Since human beings have a limit to the resources they can contain, preserving what the resources one has will not be adequate to handle the challenges of customer incivility. It has even been argued that those who tend to conserve their resources are those who actually do not have any of those resources at all and have no idea how to acquire such resources. When these professionals are faced with situations that drain their mental and emotional resources, their first course of action will be to take a step back.

For instance, to handle conflict, the customer service professional must be able to listen and listen well to the customer. A customer who is behaving badly must have reasons for doing so and it will take patience and other resources such as time and effort to really listen to such a customer. Without adequate store of the right resources, the customer service professional will struggle to solve any such conflicts.

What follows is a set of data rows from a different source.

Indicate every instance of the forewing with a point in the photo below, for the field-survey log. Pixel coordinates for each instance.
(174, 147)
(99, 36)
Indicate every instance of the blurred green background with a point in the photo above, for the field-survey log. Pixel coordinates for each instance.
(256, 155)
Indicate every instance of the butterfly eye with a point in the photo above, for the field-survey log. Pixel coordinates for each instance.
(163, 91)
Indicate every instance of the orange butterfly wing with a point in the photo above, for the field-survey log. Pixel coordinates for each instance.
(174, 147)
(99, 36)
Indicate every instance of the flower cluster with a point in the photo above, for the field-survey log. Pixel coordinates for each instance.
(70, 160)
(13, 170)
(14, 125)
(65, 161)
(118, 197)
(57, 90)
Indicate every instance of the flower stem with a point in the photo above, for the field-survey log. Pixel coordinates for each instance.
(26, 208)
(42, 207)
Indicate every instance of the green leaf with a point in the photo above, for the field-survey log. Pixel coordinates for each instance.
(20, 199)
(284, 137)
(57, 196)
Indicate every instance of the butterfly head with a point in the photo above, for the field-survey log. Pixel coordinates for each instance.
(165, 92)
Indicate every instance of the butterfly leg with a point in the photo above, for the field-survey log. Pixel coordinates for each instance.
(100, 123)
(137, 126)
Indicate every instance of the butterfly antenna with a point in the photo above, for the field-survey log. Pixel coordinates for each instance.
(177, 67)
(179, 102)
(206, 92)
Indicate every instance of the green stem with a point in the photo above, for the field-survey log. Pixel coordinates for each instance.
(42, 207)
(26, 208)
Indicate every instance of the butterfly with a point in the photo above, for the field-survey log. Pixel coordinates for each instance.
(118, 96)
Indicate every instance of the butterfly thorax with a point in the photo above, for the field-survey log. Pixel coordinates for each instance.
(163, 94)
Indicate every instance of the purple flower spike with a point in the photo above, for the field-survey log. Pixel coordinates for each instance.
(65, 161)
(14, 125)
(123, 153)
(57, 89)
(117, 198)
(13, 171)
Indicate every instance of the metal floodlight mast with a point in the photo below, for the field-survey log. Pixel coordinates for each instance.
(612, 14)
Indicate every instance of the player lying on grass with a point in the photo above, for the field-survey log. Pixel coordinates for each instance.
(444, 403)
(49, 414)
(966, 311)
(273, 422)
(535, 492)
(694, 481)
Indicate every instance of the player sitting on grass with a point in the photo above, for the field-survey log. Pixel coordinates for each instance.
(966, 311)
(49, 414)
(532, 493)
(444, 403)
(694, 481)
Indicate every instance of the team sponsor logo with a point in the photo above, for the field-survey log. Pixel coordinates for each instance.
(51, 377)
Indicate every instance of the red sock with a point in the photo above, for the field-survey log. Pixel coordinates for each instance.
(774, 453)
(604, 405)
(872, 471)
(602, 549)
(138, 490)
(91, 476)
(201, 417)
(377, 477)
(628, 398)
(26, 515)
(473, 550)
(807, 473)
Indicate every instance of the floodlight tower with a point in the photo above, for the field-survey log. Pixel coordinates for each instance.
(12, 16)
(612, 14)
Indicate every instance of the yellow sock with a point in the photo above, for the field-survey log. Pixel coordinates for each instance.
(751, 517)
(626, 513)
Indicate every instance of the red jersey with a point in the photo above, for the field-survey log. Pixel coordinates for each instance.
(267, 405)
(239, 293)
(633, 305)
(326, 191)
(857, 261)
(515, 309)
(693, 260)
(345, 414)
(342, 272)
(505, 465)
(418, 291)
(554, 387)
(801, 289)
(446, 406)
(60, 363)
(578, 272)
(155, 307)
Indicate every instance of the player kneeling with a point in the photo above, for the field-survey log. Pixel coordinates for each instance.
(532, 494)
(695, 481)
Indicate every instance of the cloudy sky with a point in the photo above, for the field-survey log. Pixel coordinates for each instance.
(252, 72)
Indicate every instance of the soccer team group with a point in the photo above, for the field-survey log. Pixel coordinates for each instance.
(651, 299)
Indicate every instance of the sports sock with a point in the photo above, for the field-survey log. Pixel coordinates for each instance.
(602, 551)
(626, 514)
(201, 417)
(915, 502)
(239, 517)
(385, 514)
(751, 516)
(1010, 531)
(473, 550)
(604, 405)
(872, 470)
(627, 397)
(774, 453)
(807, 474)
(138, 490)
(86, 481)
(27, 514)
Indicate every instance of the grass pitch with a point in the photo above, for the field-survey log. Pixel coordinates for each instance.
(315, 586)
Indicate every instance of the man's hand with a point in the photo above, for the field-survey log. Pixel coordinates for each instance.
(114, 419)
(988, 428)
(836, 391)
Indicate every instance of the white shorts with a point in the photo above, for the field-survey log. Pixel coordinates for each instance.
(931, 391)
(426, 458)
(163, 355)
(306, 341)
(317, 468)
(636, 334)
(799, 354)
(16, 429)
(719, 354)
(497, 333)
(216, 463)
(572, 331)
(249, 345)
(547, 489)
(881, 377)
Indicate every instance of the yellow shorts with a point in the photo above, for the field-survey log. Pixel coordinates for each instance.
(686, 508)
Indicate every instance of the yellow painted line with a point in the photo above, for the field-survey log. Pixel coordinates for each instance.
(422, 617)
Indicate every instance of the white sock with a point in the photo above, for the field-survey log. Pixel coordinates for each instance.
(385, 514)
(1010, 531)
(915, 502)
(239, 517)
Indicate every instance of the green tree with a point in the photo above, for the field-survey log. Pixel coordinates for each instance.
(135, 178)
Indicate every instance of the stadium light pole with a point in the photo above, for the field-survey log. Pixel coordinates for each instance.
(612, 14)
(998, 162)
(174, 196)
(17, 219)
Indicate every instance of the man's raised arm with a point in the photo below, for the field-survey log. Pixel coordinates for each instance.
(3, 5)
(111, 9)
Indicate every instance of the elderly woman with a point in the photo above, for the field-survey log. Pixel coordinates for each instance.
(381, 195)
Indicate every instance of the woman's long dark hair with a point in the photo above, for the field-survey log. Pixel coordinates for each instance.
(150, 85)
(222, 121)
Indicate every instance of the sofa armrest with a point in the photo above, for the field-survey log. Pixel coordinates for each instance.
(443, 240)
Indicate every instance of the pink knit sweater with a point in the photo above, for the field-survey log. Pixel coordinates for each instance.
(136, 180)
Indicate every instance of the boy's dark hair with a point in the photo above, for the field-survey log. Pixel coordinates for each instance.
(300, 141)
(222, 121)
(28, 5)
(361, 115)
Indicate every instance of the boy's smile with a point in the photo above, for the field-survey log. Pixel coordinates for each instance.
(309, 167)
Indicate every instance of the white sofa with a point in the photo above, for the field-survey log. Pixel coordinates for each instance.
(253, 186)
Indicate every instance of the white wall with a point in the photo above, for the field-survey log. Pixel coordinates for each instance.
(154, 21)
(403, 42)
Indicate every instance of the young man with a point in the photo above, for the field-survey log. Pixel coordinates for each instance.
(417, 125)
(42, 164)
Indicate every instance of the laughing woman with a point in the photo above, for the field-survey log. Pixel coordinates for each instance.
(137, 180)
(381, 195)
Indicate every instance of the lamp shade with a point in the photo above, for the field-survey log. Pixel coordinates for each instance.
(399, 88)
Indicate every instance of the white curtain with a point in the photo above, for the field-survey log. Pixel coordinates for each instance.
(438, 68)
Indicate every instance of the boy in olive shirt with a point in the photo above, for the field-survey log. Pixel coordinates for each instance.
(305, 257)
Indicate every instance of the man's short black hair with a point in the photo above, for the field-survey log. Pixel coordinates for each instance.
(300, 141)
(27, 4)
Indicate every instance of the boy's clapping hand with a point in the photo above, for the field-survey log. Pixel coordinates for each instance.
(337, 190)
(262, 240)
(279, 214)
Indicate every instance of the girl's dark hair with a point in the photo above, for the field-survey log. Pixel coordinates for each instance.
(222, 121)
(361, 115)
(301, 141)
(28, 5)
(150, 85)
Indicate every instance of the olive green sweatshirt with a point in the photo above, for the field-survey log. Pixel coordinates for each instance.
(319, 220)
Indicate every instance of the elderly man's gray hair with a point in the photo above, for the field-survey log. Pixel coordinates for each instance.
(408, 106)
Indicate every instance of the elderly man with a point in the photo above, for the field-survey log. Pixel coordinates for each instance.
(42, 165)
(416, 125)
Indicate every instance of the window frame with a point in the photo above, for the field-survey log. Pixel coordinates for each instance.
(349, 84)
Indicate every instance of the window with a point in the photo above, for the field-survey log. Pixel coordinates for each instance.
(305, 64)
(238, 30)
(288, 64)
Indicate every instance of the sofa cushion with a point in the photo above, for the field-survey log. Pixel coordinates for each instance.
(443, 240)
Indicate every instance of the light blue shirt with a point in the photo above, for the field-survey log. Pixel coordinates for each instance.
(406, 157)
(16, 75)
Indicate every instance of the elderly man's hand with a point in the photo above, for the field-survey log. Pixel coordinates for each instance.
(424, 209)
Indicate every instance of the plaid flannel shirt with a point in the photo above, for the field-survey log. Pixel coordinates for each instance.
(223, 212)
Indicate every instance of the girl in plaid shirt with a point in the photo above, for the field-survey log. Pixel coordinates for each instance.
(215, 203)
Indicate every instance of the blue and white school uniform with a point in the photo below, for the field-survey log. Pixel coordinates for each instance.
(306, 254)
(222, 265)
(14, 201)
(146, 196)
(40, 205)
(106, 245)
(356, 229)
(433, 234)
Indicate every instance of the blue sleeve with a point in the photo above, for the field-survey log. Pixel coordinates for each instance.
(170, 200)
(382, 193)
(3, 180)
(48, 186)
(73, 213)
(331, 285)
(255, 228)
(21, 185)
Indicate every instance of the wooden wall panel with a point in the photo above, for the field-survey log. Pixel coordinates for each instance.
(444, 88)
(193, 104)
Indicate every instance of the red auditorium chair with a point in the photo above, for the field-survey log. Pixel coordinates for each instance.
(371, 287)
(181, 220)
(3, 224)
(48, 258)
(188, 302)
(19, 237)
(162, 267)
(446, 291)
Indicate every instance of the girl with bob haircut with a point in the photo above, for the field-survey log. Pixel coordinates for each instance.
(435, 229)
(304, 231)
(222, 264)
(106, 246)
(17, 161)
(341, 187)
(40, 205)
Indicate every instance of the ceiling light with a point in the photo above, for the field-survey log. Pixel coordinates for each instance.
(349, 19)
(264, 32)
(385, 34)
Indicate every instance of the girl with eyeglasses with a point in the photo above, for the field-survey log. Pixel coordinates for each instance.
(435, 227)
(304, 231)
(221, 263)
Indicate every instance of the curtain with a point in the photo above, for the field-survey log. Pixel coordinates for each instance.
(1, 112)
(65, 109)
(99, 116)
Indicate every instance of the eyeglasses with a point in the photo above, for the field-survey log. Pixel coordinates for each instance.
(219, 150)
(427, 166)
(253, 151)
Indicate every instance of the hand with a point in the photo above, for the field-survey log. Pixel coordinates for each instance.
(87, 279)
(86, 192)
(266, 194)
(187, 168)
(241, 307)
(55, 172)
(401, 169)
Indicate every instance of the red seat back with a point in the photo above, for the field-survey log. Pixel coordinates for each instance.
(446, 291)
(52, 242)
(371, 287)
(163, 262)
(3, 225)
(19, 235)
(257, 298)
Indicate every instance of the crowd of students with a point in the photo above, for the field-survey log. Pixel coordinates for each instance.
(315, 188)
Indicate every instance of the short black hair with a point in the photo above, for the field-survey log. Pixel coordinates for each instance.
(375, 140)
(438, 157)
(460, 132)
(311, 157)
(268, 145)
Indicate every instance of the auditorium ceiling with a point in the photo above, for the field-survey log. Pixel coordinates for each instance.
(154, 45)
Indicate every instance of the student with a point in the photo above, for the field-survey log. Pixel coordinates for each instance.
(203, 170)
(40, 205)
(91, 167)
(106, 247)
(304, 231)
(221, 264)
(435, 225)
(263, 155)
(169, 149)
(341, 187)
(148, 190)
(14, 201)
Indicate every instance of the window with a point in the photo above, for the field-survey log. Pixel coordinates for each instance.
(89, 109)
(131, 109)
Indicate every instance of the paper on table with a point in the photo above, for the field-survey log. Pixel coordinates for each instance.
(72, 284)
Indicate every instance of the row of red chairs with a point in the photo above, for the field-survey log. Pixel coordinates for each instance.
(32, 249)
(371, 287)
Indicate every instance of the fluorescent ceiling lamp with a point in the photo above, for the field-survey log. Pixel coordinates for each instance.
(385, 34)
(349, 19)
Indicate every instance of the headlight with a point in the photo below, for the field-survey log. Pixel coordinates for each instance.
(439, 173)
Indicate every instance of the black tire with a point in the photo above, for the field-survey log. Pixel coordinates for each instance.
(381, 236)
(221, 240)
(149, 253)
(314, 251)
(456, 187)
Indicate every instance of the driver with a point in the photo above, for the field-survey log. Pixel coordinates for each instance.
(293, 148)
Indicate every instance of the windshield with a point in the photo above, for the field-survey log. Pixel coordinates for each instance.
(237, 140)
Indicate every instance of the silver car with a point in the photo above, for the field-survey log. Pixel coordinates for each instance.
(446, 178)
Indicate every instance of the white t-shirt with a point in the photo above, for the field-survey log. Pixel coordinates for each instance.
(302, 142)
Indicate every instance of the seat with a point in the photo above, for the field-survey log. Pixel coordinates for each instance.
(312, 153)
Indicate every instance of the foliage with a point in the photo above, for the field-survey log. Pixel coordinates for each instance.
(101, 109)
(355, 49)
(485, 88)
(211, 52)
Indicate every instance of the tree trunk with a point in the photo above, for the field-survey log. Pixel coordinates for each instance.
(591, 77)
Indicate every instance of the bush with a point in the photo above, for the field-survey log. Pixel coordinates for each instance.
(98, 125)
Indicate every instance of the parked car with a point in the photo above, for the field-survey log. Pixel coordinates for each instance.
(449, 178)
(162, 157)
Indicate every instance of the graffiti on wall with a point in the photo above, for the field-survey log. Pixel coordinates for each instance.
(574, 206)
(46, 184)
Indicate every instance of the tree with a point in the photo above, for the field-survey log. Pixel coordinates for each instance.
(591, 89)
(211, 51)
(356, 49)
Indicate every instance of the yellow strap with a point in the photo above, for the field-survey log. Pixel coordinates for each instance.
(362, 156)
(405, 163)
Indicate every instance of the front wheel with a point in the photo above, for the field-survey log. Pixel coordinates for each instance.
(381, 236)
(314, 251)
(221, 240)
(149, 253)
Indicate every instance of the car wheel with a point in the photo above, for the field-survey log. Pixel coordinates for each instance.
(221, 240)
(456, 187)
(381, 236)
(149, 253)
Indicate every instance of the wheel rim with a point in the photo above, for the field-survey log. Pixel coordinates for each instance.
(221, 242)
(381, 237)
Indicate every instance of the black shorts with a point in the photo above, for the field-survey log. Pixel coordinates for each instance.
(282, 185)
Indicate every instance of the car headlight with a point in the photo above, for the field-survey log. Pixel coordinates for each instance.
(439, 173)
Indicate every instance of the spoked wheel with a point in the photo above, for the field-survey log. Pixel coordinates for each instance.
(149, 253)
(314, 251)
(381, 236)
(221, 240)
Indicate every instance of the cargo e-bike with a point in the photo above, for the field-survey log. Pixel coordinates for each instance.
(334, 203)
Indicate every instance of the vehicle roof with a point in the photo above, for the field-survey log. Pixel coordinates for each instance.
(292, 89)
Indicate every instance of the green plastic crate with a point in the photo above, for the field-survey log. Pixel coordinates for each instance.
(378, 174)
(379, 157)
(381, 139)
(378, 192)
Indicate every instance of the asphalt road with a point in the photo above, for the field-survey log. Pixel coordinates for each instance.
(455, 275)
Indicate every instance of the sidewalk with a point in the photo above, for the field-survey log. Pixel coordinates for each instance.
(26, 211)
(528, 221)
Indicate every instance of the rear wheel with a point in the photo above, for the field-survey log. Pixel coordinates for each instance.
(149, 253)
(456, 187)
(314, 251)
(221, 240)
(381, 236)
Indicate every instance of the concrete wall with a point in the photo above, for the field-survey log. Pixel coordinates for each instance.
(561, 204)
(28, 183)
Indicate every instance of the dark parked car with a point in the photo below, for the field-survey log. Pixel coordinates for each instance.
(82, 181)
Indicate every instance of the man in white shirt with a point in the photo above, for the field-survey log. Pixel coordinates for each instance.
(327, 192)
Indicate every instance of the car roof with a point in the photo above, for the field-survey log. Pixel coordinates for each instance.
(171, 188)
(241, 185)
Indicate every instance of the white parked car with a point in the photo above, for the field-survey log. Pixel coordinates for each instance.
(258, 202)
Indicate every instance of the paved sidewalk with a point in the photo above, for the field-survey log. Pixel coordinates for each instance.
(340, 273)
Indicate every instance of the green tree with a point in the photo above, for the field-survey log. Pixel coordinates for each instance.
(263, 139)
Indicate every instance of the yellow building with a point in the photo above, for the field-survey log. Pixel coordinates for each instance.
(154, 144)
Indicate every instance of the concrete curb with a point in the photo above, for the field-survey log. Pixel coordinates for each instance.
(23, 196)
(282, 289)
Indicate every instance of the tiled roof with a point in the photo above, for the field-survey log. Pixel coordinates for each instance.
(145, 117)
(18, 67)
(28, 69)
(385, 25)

It is true that for as long a business keeps bringing in customers, the chances of rude and condescending verbal and behavioural responses from customers toward employees will not stop. From the ongoing discussion, it is clear that the organisation as well as the employee both have a role to play. For businesses, it is important that when it comes to recruitment, training, and continuous education, organisations must have a clear policy. Organisations that are interested in tackling customer incivility will bring in the right people and train them well. These businesses do so because they know that it takes the right people to handle the wrong issues well.